Se murió, se me murió, se nos murió Juliette Gréco. Se murió el pasado miércoles, en su casa de Ramatuelle, a dos pasos de Saint-tropez. Tenía 93 años. Su último concierto –su concierto de despedida, “Merci”, como le llamaba ella– se detuvo hace cuatro años, cuando Juliette sufrió un ictus. Acababa de perder a su única hija, Laurencema­rie, y dos años después perdería a su marido, su último marido, el bueno, el simpático de Gérard Youannest, el que fuera pianista de Jacques Brel.

Me enteré de su muerte gracias a una emisora francesa que suelo escuchar por las noches, en la cama.

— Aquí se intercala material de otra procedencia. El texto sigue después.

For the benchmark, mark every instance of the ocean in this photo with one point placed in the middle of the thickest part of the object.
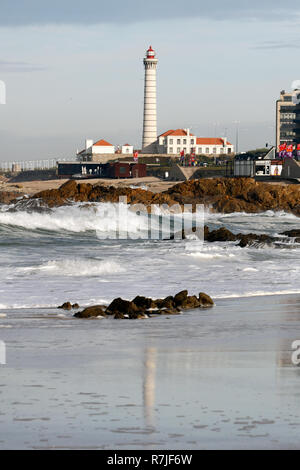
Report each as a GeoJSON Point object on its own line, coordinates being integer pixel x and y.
{"type": "Point", "coordinates": [216, 378]}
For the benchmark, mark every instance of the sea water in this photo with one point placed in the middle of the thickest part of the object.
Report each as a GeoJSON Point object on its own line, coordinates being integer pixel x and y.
{"type": "Point", "coordinates": [216, 378]}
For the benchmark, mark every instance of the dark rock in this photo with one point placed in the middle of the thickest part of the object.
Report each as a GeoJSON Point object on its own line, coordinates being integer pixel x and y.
{"type": "Point", "coordinates": [180, 297]}
{"type": "Point", "coordinates": [220, 235]}
{"type": "Point", "coordinates": [170, 311]}
{"type": "Point", "coordinates": [122, 306]}
{"type": "Point", "coordinates": [205, 300]}
{"type": "Point", "coordinates": [143, 302]}
{"type": "Point", "coordinates": [66, 306]}
{"type": "Point", "coordinates": [253, 238]}
{"type": "Point", "coordinates": [190, 303]}
{"type": "Point", "coordinates": [89, 312]}
{"type": "Point", "coordinates": [292, 233]}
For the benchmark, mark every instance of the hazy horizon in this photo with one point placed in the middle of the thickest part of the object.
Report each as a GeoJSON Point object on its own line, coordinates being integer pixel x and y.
{"type": "Point", "coordinates": [74, 70]}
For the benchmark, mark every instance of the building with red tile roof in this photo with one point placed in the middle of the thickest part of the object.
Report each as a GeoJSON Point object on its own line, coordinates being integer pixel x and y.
{"type": "Point", "coordinates": [174, 142]}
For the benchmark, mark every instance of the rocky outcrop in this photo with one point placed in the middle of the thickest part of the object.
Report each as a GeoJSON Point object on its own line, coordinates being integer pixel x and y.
{"type": "Point", "coordinates": [145, 307]}
{"type": "Point", "coordinates": [68, 306]}
{"type": "Point", "coordinates": [7, 197]}
{"type": "Point", "coordinates": [89, 312]}
{"type": "Point", "coordinates": [84, 192]}
{"type": "Point", "coordinates": [238, 195]}
{"type": "Point", "coordinates": [221, 194]}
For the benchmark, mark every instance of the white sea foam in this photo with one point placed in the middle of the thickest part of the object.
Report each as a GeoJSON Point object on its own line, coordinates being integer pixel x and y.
{"type": "Point", "coordinates": [77, 218]}
{"type": "Point", "coordinates": [75, 267]}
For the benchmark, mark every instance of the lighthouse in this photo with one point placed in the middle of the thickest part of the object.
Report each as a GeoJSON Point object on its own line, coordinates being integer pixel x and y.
{"type": "Point", "coordinates": [150, 125]}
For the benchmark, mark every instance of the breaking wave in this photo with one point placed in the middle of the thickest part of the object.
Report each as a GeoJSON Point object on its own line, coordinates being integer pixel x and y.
{"type": "Point", "coordinates": [74, 267]}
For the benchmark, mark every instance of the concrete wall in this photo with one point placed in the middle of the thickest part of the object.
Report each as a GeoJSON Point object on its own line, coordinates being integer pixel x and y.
{"type": "Point", "coordinates": [291, 169]}
{"type": "Point", "coordinates": [98, 149]}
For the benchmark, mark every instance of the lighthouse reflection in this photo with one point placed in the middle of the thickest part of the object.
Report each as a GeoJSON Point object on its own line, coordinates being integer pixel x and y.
{"type": "Point", "coordinates": [150, 355]}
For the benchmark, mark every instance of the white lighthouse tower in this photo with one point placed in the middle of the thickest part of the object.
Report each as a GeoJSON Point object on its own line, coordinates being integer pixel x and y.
{"type": "Point", "coordinates": [150, 125]}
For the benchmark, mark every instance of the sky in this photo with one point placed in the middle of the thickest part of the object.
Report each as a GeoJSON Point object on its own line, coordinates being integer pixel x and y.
{"type": "Point", "coordinates": [73, 70]}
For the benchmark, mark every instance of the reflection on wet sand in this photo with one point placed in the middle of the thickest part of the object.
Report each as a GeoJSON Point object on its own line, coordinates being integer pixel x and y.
{"type": "Point", "coordinates": [149, 385]}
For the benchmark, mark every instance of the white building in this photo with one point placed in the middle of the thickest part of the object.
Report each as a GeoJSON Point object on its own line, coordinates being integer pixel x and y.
{"type": "Point", "coordinates": [127, 149]}
{"type": "Point", "coordinates": [98, 148]}
{"type": "Point", "coordinates": [149, 124]}
{"type": "Point", "coordinates": [173, 142]}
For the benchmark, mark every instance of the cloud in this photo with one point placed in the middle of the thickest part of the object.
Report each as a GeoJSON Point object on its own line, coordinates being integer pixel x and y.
{"type": "Point", "coordinates": [8, 66]}
{"type": "Point", "coordinates": [35, 12]}
{"type": "Point", "coordinates": [269, 45]}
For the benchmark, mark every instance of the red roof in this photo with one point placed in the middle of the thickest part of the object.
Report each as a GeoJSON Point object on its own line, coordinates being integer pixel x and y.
{"type": "Point", "coordinates": [210, 141]}
{"type": "Point", "coordinates": [103, 143]}
{"type": "Point", "coordinates": [177, 132]}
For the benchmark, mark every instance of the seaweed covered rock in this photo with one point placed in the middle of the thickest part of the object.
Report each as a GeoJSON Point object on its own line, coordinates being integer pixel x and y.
{"type": "Point", "coordinates": [89, 312]}
{"type": "Point", "coordinates": [205, 300]}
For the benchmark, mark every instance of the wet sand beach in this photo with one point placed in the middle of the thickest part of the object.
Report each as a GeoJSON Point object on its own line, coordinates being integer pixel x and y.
{"type": "Point", "coordinates": [213, 379]}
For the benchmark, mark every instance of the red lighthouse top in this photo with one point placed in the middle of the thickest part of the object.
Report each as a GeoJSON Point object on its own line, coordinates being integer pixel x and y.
{"type": "Point", "coordinates": [150, 53]}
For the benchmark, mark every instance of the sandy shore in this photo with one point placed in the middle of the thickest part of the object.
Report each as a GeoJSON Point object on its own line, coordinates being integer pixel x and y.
{"type": "Point", "coordinates": [218, 379]}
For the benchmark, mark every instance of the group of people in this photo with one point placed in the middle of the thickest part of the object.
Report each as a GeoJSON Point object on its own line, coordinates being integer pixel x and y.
{"type": "Point", "coordinates": [289, 151]}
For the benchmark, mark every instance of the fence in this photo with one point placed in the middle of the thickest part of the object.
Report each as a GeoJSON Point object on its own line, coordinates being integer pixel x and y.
{"type": "Point", "coordinates": [28, 165]}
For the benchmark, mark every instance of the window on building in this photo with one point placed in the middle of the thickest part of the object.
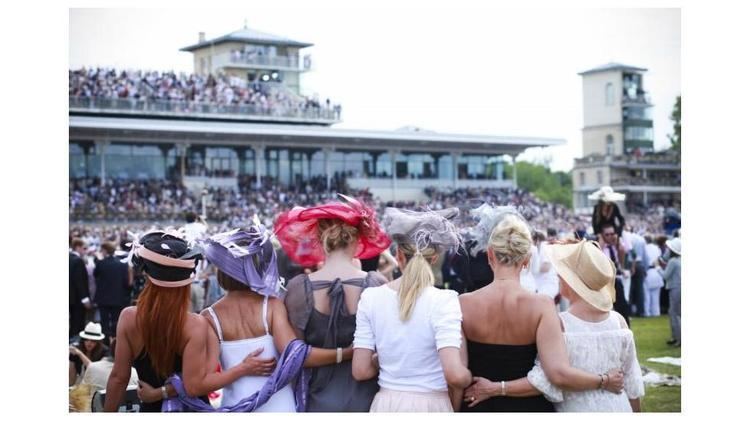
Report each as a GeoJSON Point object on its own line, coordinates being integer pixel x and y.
{"type": "Point", "coordinates": [609, 94]}
{"type": "Point", "coordinates": [610, 145]}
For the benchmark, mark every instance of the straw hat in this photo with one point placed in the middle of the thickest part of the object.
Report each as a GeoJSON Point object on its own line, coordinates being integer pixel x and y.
{"type": "Point", "coordinates": [93, 331]}
{"type": "Point", "coordinates": [675, 245]}
{"type": "Point", "coordinates": [588, 271]}
{"type": "Point", "coordinates": [607, 194]}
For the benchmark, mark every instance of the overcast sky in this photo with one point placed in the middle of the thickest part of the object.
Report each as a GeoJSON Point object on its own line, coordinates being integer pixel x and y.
{"type": "Point", "coordinates": [457, 70]}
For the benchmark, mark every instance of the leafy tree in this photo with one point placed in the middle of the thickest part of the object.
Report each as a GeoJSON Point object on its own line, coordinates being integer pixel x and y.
{"type": "Point", "coordinates": [555, 187]}
{"type": "Point", "coordinates": [676, 138]}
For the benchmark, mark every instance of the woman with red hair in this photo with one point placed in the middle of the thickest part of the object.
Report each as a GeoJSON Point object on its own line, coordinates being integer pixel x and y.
{"type": "Point", "coordinates": [322, 305]}
{"type": "Point", "coordinates": [159, 335]}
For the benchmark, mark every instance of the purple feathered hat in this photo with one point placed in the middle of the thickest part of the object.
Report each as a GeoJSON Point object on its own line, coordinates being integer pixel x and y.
{"type": "Point", "coordinates": [247, 255]}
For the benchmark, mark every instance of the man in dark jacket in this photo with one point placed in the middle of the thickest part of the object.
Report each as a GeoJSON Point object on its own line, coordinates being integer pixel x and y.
{"type": "Point", "coordinates": [78, 288]}
{"type": "Point", "coordinates": [113, 285]}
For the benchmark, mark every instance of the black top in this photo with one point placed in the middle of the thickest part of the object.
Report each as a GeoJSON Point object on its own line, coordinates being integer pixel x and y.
{"type": "Point", "coordinates": [147, 373]}
{"type": "Point", "coordinates": [474, 271]}
{"type": "Point", "coordinates": [78, 281]}
{"type": "Point", "coordinates": [504, 362]}
{"type": "Point", "coordinates": [615, 219]}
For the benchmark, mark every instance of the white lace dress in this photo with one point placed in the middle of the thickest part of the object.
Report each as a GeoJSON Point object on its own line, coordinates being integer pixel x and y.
{"type": "Point", "coordinates": [595, 347]}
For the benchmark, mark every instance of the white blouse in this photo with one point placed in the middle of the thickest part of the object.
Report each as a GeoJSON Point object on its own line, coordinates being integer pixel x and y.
{"type": "Point", "coordinates": [408, 351]}
{"type": "Point", "coordinates": [596, 347]}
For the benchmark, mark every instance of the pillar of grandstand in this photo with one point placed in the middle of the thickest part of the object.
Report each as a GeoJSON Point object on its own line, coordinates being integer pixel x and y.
{"type": "Point", "coordinates": [618, 145]}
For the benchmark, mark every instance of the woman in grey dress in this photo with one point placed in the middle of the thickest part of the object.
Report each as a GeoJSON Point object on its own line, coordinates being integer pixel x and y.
{"type": "Point", "coordinates": [322, 306]}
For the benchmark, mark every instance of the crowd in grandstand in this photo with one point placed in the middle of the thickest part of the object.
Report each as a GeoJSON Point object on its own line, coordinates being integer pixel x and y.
{"type": "Point", "coordinates": [167, 201]}
{"type": "Point", "coordinates": [190, 92]}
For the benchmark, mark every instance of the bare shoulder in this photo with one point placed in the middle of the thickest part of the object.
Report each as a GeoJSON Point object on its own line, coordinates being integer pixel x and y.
{"type": "Point", "coordinates": [127, 315]}
{"type": "Point", "coordinates": [623, 323]}
{"type": "Point", "coordinates": [377, 278]}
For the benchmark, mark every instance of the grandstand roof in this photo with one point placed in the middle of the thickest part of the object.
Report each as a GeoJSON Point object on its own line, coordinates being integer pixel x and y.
{"type": "Point", "coordinates": [185, 131]}
{"type": "Point", "coordinates": [248, 35]}
{"type": "Point", "coordinates": [613, 66]}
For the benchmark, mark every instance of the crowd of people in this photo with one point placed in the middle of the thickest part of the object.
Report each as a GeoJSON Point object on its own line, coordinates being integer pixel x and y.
{"type": "Point", "coordinates": [166, 201]}
{"type": "Point", "coordinates": [192, 92]}
{"type": "Point", "coordinates": [352, 305]}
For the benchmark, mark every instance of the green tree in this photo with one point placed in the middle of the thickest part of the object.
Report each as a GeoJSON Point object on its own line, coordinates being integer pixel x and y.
{"type": "Point", "coordinates": [555, 187]}
{"type": "Point", "coordinates": [676, 138]}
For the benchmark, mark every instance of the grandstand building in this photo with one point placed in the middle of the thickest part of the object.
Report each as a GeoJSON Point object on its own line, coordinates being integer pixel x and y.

Al día siguiente pillé un taxi y me fui al quiosco de la plaza Macià a por la prensa extranjera. En el Libé, la foto de Juliette ocupaba toda la portada. Era una foto en la que se la veía de espaldas, subiéndose la cremallera de su disfraz –¿de su mortaja?–, aquel célebre traje negro, negro del cuello a los pies, con que solía salir al escenario. “Juliette Gréco, nous vous aimions…”. En las cuatro páginas que el periódico le dedica destaca un artículo, firmado por Clément Ghys, en el que se lee: “La chanson française avait deux dames en noir, il n’y en avait plus qu’une depuis la mort de Barbara en 1997. Cette obscurité qui, comme chez la longue dame brune, marchait avec un sourire et un pétillemen­t frequent, rappelait ce que Gréco avait été, ce qu’elle est sans doute encore: un souvenir. De quoi? D’un autre temps qui semble aujourd’hui compléteme­nt révolu”. Révolu, pasado, caduco, anticuado. Y acto seguido el periodista cita los nombres Prévert, Merleau-pointy, Sartre, Beauvoir, Brel, Brassens, Maurice Fanon, Boris Vian, Serge Gainsbourg, Joseph Kosma, Etienne Roda-gil, “unos personajes que”, escribe el periodista, “parece casi sorprenden­te que alguien que ayer todavía era nuestra contemporá­nea (es decir, la Gréco), haya podido cruzarse con ellos y compartir mesa en el Flore” (el famoso Café de Flore, el café de los existencia­listas y de otras diversas y curiosas parroquias, en Saint-germain-després. Todavía existe).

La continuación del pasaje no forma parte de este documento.